How do I maintain – and gain – muscle while losing weight? Eat more protein and add resistance exercise

Sedentary individuals require 0.8 g of protein per kilogram body weight per day. A 75 kg (165 lb) inactive person, for example, needs 60 g of protein daily.

Adults 65 and older are advised to consume more protein each day – at least 1.0 to 1.2 g per kilogram body weight – to preserve muscle mass and muscle function

Regardless of age, regular exercise increases daily protein requirements to 1.2 to 2 g per kilogram body weight, depending on type of exercise.

Animal vs. plant protein

Plant protein is absorbed less efficiently than animal protein, due, in part, to the indigestible fibre in plant foods. But the difference is thought to be insignificant since the North American diet typically contains more protein than required.

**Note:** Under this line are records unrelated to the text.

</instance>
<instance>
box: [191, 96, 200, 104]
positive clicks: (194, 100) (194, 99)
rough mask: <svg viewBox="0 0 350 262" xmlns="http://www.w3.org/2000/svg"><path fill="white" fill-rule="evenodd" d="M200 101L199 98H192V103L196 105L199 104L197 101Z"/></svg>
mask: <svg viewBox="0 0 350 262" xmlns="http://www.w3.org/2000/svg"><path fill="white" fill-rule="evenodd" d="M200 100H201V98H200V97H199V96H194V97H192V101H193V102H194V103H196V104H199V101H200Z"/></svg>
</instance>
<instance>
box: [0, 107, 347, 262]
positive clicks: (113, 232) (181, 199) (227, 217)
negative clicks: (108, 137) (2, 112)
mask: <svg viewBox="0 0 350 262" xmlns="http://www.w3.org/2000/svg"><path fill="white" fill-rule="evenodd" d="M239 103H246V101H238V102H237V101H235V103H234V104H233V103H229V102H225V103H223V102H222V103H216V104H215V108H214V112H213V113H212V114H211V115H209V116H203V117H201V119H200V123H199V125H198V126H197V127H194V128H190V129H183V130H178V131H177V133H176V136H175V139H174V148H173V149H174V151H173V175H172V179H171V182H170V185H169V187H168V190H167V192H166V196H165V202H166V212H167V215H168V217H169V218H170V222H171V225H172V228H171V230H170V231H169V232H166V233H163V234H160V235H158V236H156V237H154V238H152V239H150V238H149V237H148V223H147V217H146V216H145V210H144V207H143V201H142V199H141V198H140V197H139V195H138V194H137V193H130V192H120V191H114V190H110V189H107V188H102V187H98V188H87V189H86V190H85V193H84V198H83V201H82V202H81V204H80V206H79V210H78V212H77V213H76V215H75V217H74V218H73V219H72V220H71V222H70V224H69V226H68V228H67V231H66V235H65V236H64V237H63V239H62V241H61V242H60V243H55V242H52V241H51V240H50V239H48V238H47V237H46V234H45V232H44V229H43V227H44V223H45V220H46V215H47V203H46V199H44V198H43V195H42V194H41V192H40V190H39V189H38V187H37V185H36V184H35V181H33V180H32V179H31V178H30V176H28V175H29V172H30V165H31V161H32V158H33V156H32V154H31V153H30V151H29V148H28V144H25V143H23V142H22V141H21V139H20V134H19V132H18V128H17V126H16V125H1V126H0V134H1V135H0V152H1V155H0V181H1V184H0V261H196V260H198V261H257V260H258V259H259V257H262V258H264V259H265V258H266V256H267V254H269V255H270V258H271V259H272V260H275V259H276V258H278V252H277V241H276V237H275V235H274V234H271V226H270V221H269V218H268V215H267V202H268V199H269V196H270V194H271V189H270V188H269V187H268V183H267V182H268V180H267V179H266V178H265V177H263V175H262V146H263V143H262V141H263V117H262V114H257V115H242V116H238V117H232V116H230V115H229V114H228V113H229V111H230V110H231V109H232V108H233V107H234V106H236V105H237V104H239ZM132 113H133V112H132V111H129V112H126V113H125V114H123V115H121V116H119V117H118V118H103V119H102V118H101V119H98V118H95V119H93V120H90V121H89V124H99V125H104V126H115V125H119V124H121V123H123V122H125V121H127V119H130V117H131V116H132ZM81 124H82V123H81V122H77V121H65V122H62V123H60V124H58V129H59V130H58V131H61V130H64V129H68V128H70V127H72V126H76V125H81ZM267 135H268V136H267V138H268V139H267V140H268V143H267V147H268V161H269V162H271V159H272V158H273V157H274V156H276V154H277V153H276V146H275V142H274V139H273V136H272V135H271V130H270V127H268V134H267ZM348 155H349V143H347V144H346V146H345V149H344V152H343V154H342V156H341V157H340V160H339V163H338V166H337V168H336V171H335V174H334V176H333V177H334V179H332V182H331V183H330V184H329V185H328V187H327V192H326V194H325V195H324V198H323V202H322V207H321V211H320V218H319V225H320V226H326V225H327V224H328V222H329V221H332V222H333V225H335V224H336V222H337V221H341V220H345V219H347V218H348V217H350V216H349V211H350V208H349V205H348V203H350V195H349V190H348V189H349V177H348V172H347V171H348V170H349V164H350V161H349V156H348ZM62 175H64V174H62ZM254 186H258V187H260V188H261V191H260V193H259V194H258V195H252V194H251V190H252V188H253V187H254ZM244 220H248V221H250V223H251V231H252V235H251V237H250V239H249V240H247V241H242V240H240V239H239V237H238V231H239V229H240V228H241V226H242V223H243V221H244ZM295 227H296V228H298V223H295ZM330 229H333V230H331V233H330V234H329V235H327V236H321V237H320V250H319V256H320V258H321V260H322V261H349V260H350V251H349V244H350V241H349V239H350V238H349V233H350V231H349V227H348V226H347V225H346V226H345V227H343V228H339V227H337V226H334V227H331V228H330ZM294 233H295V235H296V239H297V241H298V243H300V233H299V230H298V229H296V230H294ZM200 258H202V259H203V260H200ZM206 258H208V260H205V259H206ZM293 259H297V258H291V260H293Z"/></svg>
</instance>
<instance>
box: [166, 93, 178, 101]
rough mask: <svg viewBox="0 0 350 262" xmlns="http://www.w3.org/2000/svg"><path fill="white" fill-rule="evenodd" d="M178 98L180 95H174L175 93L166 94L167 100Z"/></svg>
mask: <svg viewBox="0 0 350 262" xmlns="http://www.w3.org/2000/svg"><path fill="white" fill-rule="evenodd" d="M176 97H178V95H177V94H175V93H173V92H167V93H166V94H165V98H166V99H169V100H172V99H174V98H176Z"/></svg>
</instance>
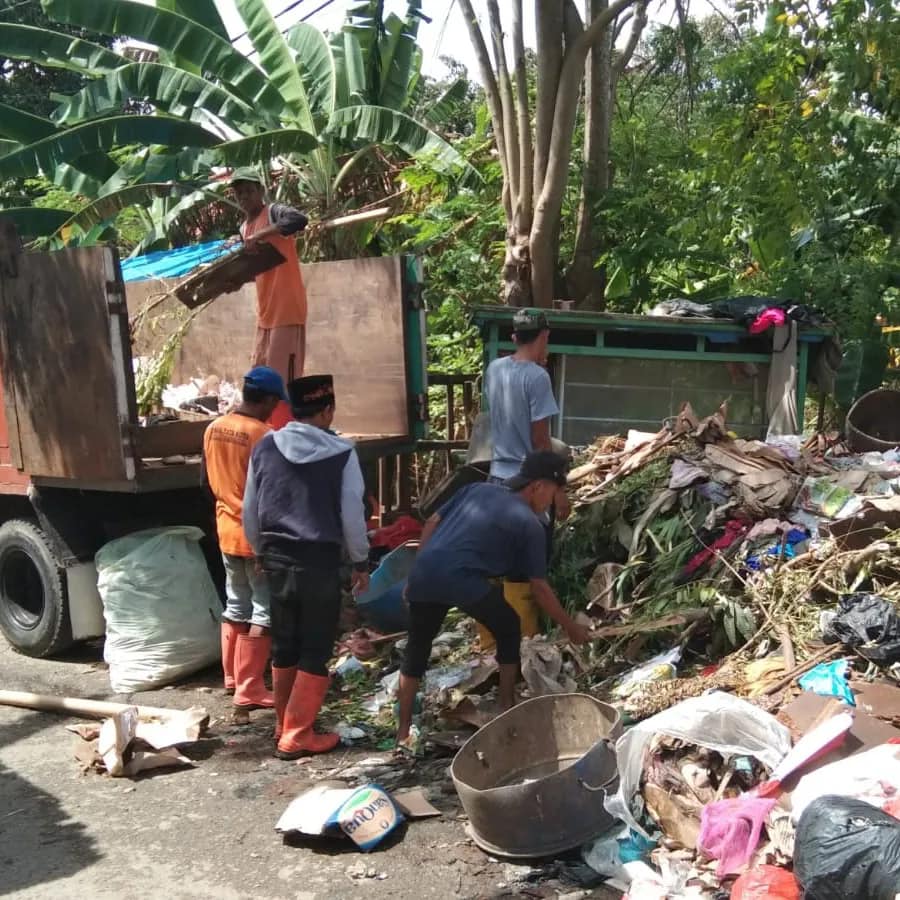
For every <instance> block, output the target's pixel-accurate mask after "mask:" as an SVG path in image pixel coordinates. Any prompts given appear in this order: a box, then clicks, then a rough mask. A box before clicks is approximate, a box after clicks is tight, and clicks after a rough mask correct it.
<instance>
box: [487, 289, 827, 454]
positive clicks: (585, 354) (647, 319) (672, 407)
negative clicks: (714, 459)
mask: <svg viewBox="0 0 900 900" xmlns="http://www.w3.org/2000/svg"><path fill="white" fill-rule="evenodd" d="M514 313H515V310H514V309H513V308H511V307H503V306H490V307H479V308H477V309H476V310H475V312H474V314H473V321H474V322H475V323H476V325H478V327H479V328H480V330H481V333H482V337H483V339H484V357H485V366H487V365H488V364H489V363H490V362H491V361H492V360H494V359H496V358H497V357H498V356H499V355H501V354H504V353H508V352H514V351H515V344H513V343H512V341H511V339H510V337H509V333H510V331H511V328H512V317H513V315H514ZM546 314H547V318H548V321H549V324H550V341H549V346H548V350H549V352H550V354H551V355H553V356H554V357H556V358H559V359H560V360H561V361H563V362H562V364H561V365H560V372H562V373H563V374H562V377H561V379H559V380H560V381H561V382H564V383H559V384H557V385H556V388H557V393H558V394H559V396H560V405H561V407H563V421H562V422H561V423H560V429H561V430H562V431H563V432H565V433H567V434H568V438H569V439H572V436H573V433H576V432H580V433H581V438H582V439H581V440H577V441H576V442H580V443H583V442H584V439H585V436H586V434H587V432H586V429H590V428H591V427H593V426H592V425H591V424H590V423H594V422H595V423H597V430H595V431H594V432H593V434H592V435H590V436H589V437H588V438H587V439H592V438H593V436H595V435H596V434H599V433H602V428H601V426H603V427H608V429H609V430H610V431H621V430H626V429H627V428H628V427H641V423H643V424H644V425H645V426H647V427H649V426H651V425H652V426H653V427H658V421H657V420H656V419H654V416H656V414H657V413H662V415H660V418H664V417H665V416H667V415H673V414H674V413H675V412H677V408H673V407H677V405H678V404H680V402H681V401H682V400H692V402H694V401H697V402H695V406H696V409H697V412H698V413H699V414H706V413H709V412H712V411H713V410H714V409H715V408H716V407H717V406H718V404H719V403H720V402H721V401H722V400H725V399H730V405H729V421H730V423H731V424H733V425H734V426H735V427H736V429H737V430H738V431H739V433H744V434H747V435H751V434H752V435H761V434H763V433H764V432H765V425H766V421H765V383H764V382H763V383H761V382H760V378H761V377H762V372H763V370H766V371H767V369H768V365H769V363H770V362H771V352H770V351H769V350H768V348H767V347H766V345H765V344H764V343H763V339H761V338H755V337H753V336H751V335H749V334H748V333H747V331H746V329H745V328H743V327H742V326H740V325H738V324H736V323H735V322H731V321H726V320H712V319H696V318H677V317H649V316H633V315H620V314H615V313H585V312H572V311H562V310H547V311H546ZM829 334H830V332H829V331H828V329H825V328H812V327H807V326H804V327H802V328H801V329H800V331H799V334H798V365H797V405H798V410H799V411H800V415H801V416H802V410H803V403H804V402H805V398H806V379H807V374H808V367H809V347H810V344H814V343H819V342H821V341H823V340H824V339H825V338H826V337H827V336H828V335H829ZM642 335H643V337H642ZM582 338H583V340H582ZM670 338H671V339H670ZM729 345H731V346H729ZM757 348H759V349H757ZM591 358H595V359H597V361H598V363H599V362H600V361H601V360H603V361H605V362H607V363H609V364H610V365H613V364H615V363H622V364H623V366H624V368H623V369H621V371H620V372H619V376H620V378H621V379H623V381H622V383H620V384H618V385H613V384H612V383H609V382H607V381H606V377H607V376H606V374H604V373H605V372H608V370H609V367H607V368H605V369H604V368H603V367H601V368H599V369H598V368H596V367H590V366H589V370H590V373H591V374H588V375H584V376H583V377H584V380H583V381H579V380H578V377H575V376H572V377H570V375H569V370H571V369H572V368H573V367H574V368H575V369H576V370H577V368H578V362H579V361H584V362H585V363H587V362H589V360H590V359H591ZM566 360H567V361H568V362H569V364H570V365H569V366H567V365H566V364H565V361H566ZM642 362H645V363H646V364H647V365H646V366H643V367H642V366H641V363H642ZM666 364H668V368H666ZM660 365H662V368H660ZM748 366H749V368H748ZM753 366H757V367H759V369H758V371H757V372H756V373H755V374H751V375H748V378H749V379H750V381H748V382H747V383H746V384H743V385H741V384H740V383H736V382H735V378H736V377H737V376H738V375H739V374H740V372H741V371H742V368H741V367H743V370H745V371H747V372H751V373H752V372H753V368H752V367H753ZM736 367H737V368H736ZM651 371H652V372H653V373H654V374H653V377H652V378H650V380H649V382H647V383H645V382H643V381H642V380H641V376H642V373H643V374H644V375H646V374H647V373H649V372H651ZM688 373H692V377H693V380H691V378H689V377H688ZM648 377H649V376H648ZM635 378H636V379H637V380H636V381H635V382H634V383H631V382H630V381H629V379H635ZM641 392H643V394H642V393H641ZM676 392H677V393H678V394H679V396H678V397H677V398H676V397H675V395H674V394H675V393H676ZM663 397H665V402H663V399H662V398H663ZM642 398H643V399H642ZM701 398H702V402H701ZM579 405H581V406H583V407H584V408H583V409H581V410H579V409H577V407H578V406H579ZM642 405H643V406H644V411H643V412H641V410H640V408H639V407H641V406H642ZM706 406H711V408H709V409H707V408H705V407H706ZM629 407H630V409H629ZM579 412H580V413H581V414H579ZM642 417H643V418H642ZM578 422H581V423H583V424H582V425H577V424H576V423H578ZM617 422H618V423H619V425H618V426H616V423H617ZM654 423H655V424H654ZM612 426H616V427H612Z"/></svg>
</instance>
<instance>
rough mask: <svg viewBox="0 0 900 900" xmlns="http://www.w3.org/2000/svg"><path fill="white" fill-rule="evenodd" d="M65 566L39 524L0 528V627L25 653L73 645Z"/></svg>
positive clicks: (47, 654)
mask: <svg viewBox="0 0 900 900" xmlns="http://www.w3.org/2000/svg"><path fill="white" fill-rule="evenodd" d="M63 578H64V569H63V568H62V567H61V566H60V565H59V564H58V563H57V561H56V558H55V557H54V555H53V552H52V551H51V549H50V546H49V544H48V543H47V538H46V536H45V535H44V532H43V531H41V529H40V528H38V527H37V525H34V524H32V523H31V522H26V521H24V520H22V519H13V520H11V521H9V522H6V523H5V524H3V525H2V526H0V630H2V631H3V634H4V635H5V636H6V639H7V640H8V641H9V642H10V644H12V646H13V647H15V648H16V650H18V651H19V652H21V653H24V654H25V655H26V656H50V655H51V654H53V653H58V652H59V651H60V650H64V649H65V648H66V647H68V646H70V645H71V643H72V631H71V625H70V623H69V610H68V605H67V602H66V592H65V585H64V582H63Z"/></svg>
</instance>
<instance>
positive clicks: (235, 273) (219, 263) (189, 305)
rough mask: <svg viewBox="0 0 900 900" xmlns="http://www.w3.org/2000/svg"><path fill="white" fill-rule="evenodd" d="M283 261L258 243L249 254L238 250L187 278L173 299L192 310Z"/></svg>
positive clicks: (197, 271)
mask: <svg viewBox="0 0 900 900" xmlns="http://www.w3.org/2000/svg"><path fill="white" fill-rule="evenodd" d="M283 262H284V257H283V256H282V255H281V253H280V252H279V251H278V250H277V249H276V248H275V247H273V246H272V245H271V244H266V243H264V242H261V243H259V244H257V245H256V248H255V249H253V250H252V251H249V252H248V251H247V250H246V249H244V248H243V247H241V248H240V249H238V250H234V251H232V252H231V253H230V254H229V255H228V256H223V257H222V258H221V259H217V260H216V261H215V262H213V263H210V264H209V265H207V266H204V267H203V268H201V269H200V270H199V271H197V272H195V273H194V274H193V275H190V276H189V277H188V278H186V279H185V280H184V281H182V282H181V283H180V284H179V285H178V287H176V288H175V296H176V297H177V298H178V299H179V300H180V301H181V302H182V303H183V304H184V305H185V306H186V307H187V308H188V309H196V308H197V307H198V306H201V305H202V304H204V303H207V302H208V301H210V300H216V299H217V298H219V297H220V296H222V295H223V294H225V293H228V292H232V291H233V290H234V289H235V287H239V286H241V285H244V284H247V283H249V282H251V281H253V280H254V279H255V278H256V276H257V275H261V274H262V273H263V272H268V271H269V269H274V268H275V266H280V265H281V264H282V263H283Z"/></svg>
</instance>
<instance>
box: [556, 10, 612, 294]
mask: <svg viewBox="0 0 900 900" xmlns="http://www.w3.org/2000/svg"><path fill="white" fill-rule="evenodd" d="M585 4H586V10H585V16H586V18H588V20H589V21H593V20H594V19H595V18H596V17H597V16H598V15H600V13H601V12H602V11H603V10H604V9H606V8H607V7H608V6H609V3H608V0H585ZM612 56H613V29H612V28H607V29H606V31H604V33H603V36H602V37H601V38H600V39H599V40H598V41H597V42H596V43H595V44H594V46H593V47H592V48H591V52H590V53H589V54H588V59H587V64H586V66H585V90H584V109H585V114H584V149H583V156H582V159H583V172H584V178H583V180H582V185H581V198H580V202H579V206H578V221H577V225H576V232H575V251H574V255H573V258H572V265H571V266H570V267H569V271H568V273H567V278H566V287H567V291H568V296H569V299H571V300H574V301H575V302H576V305H577V306H588V307H590V308H591V309H598V310H599V309H602V308H603V305H604V297H603V293H604V288H605V286H606V284H605V282H606V273H605V270H604V269H603V268H602V267H599V266H598V265H597V258H598V256H599V253H600V239H599V235H598V231H599V229H598V228H597V218H598V211H597V205H598V204H599V202H600V200H601V199H602V197H603V194H604V193H605V191H606V190H607V189H608V188H609V139H610V125H611V123H612V105H611V102H610V101H611V97H612V89H611V86H612Z"/></svg>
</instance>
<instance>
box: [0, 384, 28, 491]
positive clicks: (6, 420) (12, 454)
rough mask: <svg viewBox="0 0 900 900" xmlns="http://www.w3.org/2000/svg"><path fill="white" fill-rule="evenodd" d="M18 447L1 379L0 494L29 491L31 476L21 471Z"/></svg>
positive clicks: (0, 420)
mask: <svg viewBox="0 0 900 900" xmlns="http://www.w3.org/2000/svg"><path fill="white" fill-rule="evenodd" d="M13 437H15V441H14V440H13ZM18 449H19V448H18V435H15V436H12V435H10V433H9V423H8V422H7V420H6V400H5V398H4V391H3V381H2V380H0V494H23V495H24V494H27V493H28V484H29V478H28V476H27V475H26V474H25V473H24V472H20V471H19V455H18Z"/></svg>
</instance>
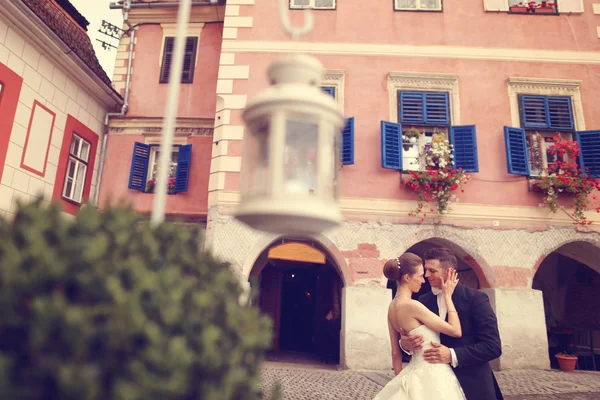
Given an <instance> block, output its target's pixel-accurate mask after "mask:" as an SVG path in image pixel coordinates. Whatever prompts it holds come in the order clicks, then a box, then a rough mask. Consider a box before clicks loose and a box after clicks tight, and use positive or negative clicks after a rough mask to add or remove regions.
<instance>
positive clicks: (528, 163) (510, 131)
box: [504, 126, 529, 176]
mask: <svg viewBox="0 0 600 400" xmlns="http://www.w3.org/2000/svg"><path fill="white" fill-rule="evenodd" d="M504 143H505V145H506V164H507V165H508V173H509V174H516V175H525V176H529V154H528V152H527V138H526V137H525V129H521V128H511V127H510V126H505V127H504Z"/></svg>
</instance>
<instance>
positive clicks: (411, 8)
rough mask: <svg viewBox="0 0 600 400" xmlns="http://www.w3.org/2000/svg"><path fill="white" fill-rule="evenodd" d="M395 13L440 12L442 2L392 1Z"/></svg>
mask: <svg viewBox="0 0 600 400" xmlns="http://www.w3.org/2000/svg"><path fill="white" fill-rule="evenodd" d="M394 10H396V11H442V0H394Z"/></svg>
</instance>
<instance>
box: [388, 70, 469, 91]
mask: <svg viewBox="0 0 600 400" xmlns="http://www.w3.org/2000/svg"><path fill="white" fill-rule="evenodd" d="M388 82H389V83H390V84H392V85H393V86H397V87H401V88H402V89H405V88H407V89H408V88H415V89H435V90H449V89H452V88H454V87H457V86H458V75H453V74H423V73H418V72H390V73H389V74H388Z"/></svg>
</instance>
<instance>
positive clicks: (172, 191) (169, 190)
mask: <svg viewBox="0 0 600 400" xmlns="http://www.w3.org/2000/svg"><path fill="white" fill-rule="evenodd" d="M142 193H144V194H154V190H152V191H144V192H142ZM167 194H169V195H171V194H177V193H175V192H174V191H171V190H169V191H168V192H167Z"/></svg>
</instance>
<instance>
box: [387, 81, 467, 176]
mask: <svg viewBox="0 0 600 400" xmlns="http://www.w3.org/2000/svg"><path fill="white" fill-rule="evenodd" d="M387 86H388V107H389V113H390V117H389V121H392V122H397V123H401V122H400V116H399V115H398V106H399V104H398V92H399V91H407V92H445V93H448V107H450V110H449V111H450V125H460V104H459V100H460V99H459V86H458V75H454V74H428V73H419V72H390V73H389V74H388V83H387ZM411 126H415V128H421V127H420V126H418V125H407V126H404V124H402V132H403V133H404V132H405V131H406V130H408V129H409V128H410V127H411ZM427 128H428V129H437V130H438V131H439V132H440V133H445V134H446V137H447V138H449V129H450V128H449V127H446V126H438V127H435V126H428V127H427ZM425 143H426V141H425V138H419V142H418V145H419V152H420V151H421V149H422V148H423V146H424V145H425ZM403 159H404V157H403ZM424 167H425V166H424V165H423V160H422V159H421V160H420V166H419V170H423V169H424ZM402 169H403V170H404V171H410V169H408V168H406V167H404V164H403V167H402Z"/></svg>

Animal protein contains all nine essential amino acids, ones the body can’t make on its own. Plant proteins are lacking one or more essential amino acids. Whole soy foods (e.g. soybeans, edamame, tofu, tempeh) and pea protein are exceptions; these protein-rich plant foods contain all nine essential amino acids.

Even if you eat a fully plant-based diet, you can get all the essential amino acids your body needs by consuming a variety of plant protein foods each day.

Getting more protein from plants

Diversify your protein intake with the following plant foods; they’re exceptional sources of other nutrients, too.

Pulses

Beans and lentils are nutrient-packed (and inexpensive) protein replacements for animal protein. One cup of black beans and pinto beans, for instance, each delivers 15 g of protein, along with 15 g of fibre and plenty of folate, calcium, magnesium and potassium.

Pastas made from black beans, lentils, chickpeas and edamame are other ways to add satiating plant protein to your diet. Explore Cuisine’s Black Bean Spaghetti serves up, per 85 g dry (about 1.5 cups cooked), 39 g of protein; the same amount of Chickapea Organic Penne (made of chickpeas and lentils) provides 20 g of protein.

Nuts and seeds

Nuts are an easy way to add protein to meals and snacks. One-quarter-cup of almonds has 7.5 g protein; an equivalent serving of pistachios provides 6 g.

Seeds, too, offer up a decent protein hit. One-quarter-cup of pumpkin seeds contains 10 g of protein, not to mention a hefty amount of magnesium (191 mg); women need 310-320 mg of magnesium each day, men require 400-420 mg.

Two tablespoons of hemp and chia seeds each deliver 6 g of protein along with calcium (chia seeds have 132 mg per two tablespoons), magnesium, iron and zinc. Toss hemp or chia seeds into salads, sprinkle over avocado toast, stir into yogurt, add to oatmeal or blend into smoothies.

Whole grains

While not typically considered “plant protein foods,” certain whole grains add a surprising amount of protein to meals. One cup of cooked freekeh offers 12 g of protein, while one cup of cooked quinoa and farro each supply 8 g.

Teff, a gluten free whole grain, delivers 10 g of protein per one cup cooked; it’s also a good source of fibre, magnesium, calcium, iron and zinc. Add it to stews and pilafs, toss cooked teff into salads or serve it as porridge.

Vegetables

Don’t discount vegetables when it comes to protein. Most provide 3 to 4 g of protein per one cup. Green peas, though, deliver 8 g of protein per cup. One cup of cooked spinach has 5.5 g.

Dairy alternatives

Soy milk and pea milk have the protein equivalent of cow’s milk (8 g per one cup). Non-dairy yogurts and cheese are typically low in protein.